I’m not sure how this title ended up on my shelf, but I gave it a go. No Dark Valley is a phrase from a hymn (There’ll be no dark valley when Jesus comes to gather his loved ones home). As a resolute lover of robust hymns, I found the best part of No Dark Valley to be Turner’s employing hymn phrases into chapter titles and into her prose, e.g. Ten Thousand Charms; Where Bright Angel Feet Have Trod; Some Melodious Sonnet; Frail Children of Dust; And Grace Will Lead Me Home. I’m often snipping little phrases from hymns for a bouquet of words. This, alone, made the book worth reading.
There was a laugh out loud moment: … Grandmother’s pastor, who seemed to be trying to depict the concept of eternality by the length of his prayer.
The protagonist, Celia, is a director of an art gallery. The last five books I’ve read have referenced pieces of art, a delightful rabbit trail. No Dark Valley paired paintings and poems inspired by the paintings, a worthy exploration. Here is Delmore Schwartz’s poem Seurat’s Sunday Afternoon Along the Seine; Cathy Song’s poem Girl Powdering Her Neck based on a Kitagawa Utamaro print; a Charles DeMuth, William Carlos William pairing.

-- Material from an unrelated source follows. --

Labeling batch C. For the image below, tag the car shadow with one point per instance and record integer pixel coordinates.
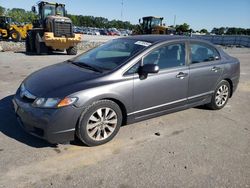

I liked the hymn phrases and fine art references. When she isn’t highlighting fine art, Turner pokes some fun at kitsch: Their idea of good art was sticking a calendar picture or an old greeting card inside a frame from Kmart. And later: Her idea of good art was the newest Precious Moments figurine.
But the writing did not win me. The reader is told in almost every chapter about Celia’s angst and remorse; the subtlety of showing Celia’s feelings by her facial expressions, position of her hands, physical responses would have been better. That, along with a predictable storyline and wooden characterization, haven’t changed my opinion of contemporary Christian fiction.
Oh, Carol, you are becoming more and more of a writer each day, aren’t you? The writer’s cardinal rule, “Show, don’t tell,” is something you are embracing more and more and I’m so proud of you! But don’t you wonder why it is that Christian fiction can’t be better than it is, on the whole? Makes me rather sad.
I agree on the whole. But there ARE gems to be unearthed. Have you read anything by Dee Henderson?
I tend to steer clear of Christian fiction too. I haven’t read any Turner. I’m not always sure what counts as Christian fiction, though. For instance, there are novels written from a Christian perspective that aren’t necessarily on the shelf at the Christian bookstore that I love — Leif Enger’s books, Marilynne Robinson, various classics.
So, I’m not gonna add it to my TBR list; I’ll just follow your links and enjoy the painting/poem combo.DD#3 is enjoying Dee Henderson right now. I think she’s on her 3rd or 4th.
@Janet – I hope this doesn’t sound snide, but I usually go by the publisher. That isn’t entirely fair, either, because Bethany House published the old George MacDonald classics. @wonderloveandpraise – I have not read Dee Henderson. I’ll keep her in mind.
@LimboLady – Yeah, I have a few books about writing on my shelf. The author is a writing instructor. I think that a lot of books are written too fast and follow a formula. And many people love it and eat it up, so there must be a market for it. Sigh…
*deep sigh* Christian fiction has a long way to go before it earns my respect, I say this as one who is trying to get published, but who is rather embarrassed when asked what Christian authors to compare my books to, because I read so little Christian fiction. I just can’t stomach it. I know there are some gems out there, but I don’t know where they’re lurking.
Loved your first line!
ps- this is why Jan Karon is so remarkably refreshing! Christian! Fiction! but not Christian Fiction! 🙂
I agree with your first line; treading on thin ice… a Mills & Boon book is exactly what it is… for that matter Zane Grey too. Q: are we reading the books for the icing or for the cake?